Education Secretary Duncan’s visit to rural North Dakota was simply part of his continuing “listening and learning tour for education reform,” said spokesman Justin Hamilton. The tour has taken Duncan to nearly all 50 states, and he has appeared with lawmakers from both parties, including Republicans Rep. Mike Castle of Delaware, Sen. Michael Enzi of Wyoming, and Sen. Lamar Alexander of Tennessee, the spokesman added.
The three spokesmen for HUD, the Energy Department, and the Education Department declined to estimate, for the record, the costs of the trips to taxpayers.
Spokesmen with the EPA and Interior Department did not respond to Center requests for comment.
Using White House control of federal departments and agencies to aid candidates is a time-honored tradition.
“It’s just part of the game,” said Melanie Sloan, executive director Citizens for Responsibility and Ethics in Washington (CREW), a non-profit watchdog group. “It’s not shocking that in an election, the administration in charge sends its top people in to try and make a member look better.”

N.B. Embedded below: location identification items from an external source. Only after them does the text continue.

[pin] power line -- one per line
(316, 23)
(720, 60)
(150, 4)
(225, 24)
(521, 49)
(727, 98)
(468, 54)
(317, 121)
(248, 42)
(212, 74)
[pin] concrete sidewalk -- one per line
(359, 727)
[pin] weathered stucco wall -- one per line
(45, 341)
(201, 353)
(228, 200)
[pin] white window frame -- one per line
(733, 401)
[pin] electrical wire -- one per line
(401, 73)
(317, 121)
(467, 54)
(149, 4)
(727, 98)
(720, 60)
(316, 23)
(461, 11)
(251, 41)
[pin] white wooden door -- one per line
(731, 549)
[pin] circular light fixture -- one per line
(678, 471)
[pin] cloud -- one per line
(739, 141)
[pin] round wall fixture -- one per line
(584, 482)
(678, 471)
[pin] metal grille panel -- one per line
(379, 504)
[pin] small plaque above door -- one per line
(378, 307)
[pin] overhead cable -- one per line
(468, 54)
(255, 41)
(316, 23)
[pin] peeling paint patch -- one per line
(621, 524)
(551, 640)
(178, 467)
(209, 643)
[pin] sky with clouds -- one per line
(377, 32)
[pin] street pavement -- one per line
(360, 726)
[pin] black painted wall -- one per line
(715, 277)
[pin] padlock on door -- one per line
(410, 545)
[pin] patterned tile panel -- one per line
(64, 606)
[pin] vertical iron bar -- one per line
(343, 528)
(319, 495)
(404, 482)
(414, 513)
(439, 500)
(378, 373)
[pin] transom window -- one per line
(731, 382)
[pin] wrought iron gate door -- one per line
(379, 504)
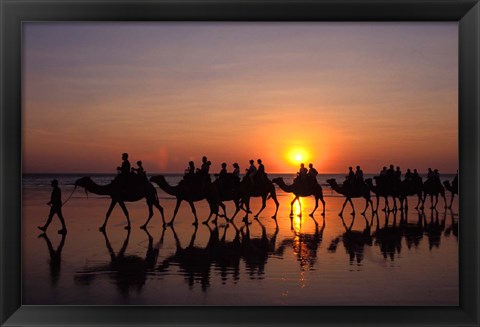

Three years ago, Congressional Democrats and government watchdogs were outraged to discover that the Bush administration’s drug czar, John Walters, and his deputies had traveled around the country to attend 20 events with vulnerable Republicans in the lead-up to the November 2006 election. The trips, paid for by taxpayer funds and often coupled with announcements of federal grants, led to a Congressional investigation, admonishment, and reduction of the travel budget for the drug czar’s office.
Email records revealed in 2007 that Republican strategist Karl Rove and Bush administration political figures had encouraged high-ranking appointees to coordinate appearances and grant announcements in ways that benefited Republican incumbents. In one notable instance, a senior official travelled to a Connecticut swing district to announce “a single $23 government weather alert radio” for a local elementary school, according to The Washington Post.
Tom Fitton, president of the conservative, non-profit watchdog group Judicial Watch, agrees that taxpayer-paid funded travel is par for the course. Still, he finds it inappropriate.
Worse, Fitton said, “is what surrounds the travel — the announcement of grants and things. One wonders if they’d be announced at all if not for the election.” However, he conceded that pre-election trips by high-ranking government officials is unlikely to end any time soon.
“It’s an abuse of tax dollars that virtually every administration engages in at election time,” Fitton said.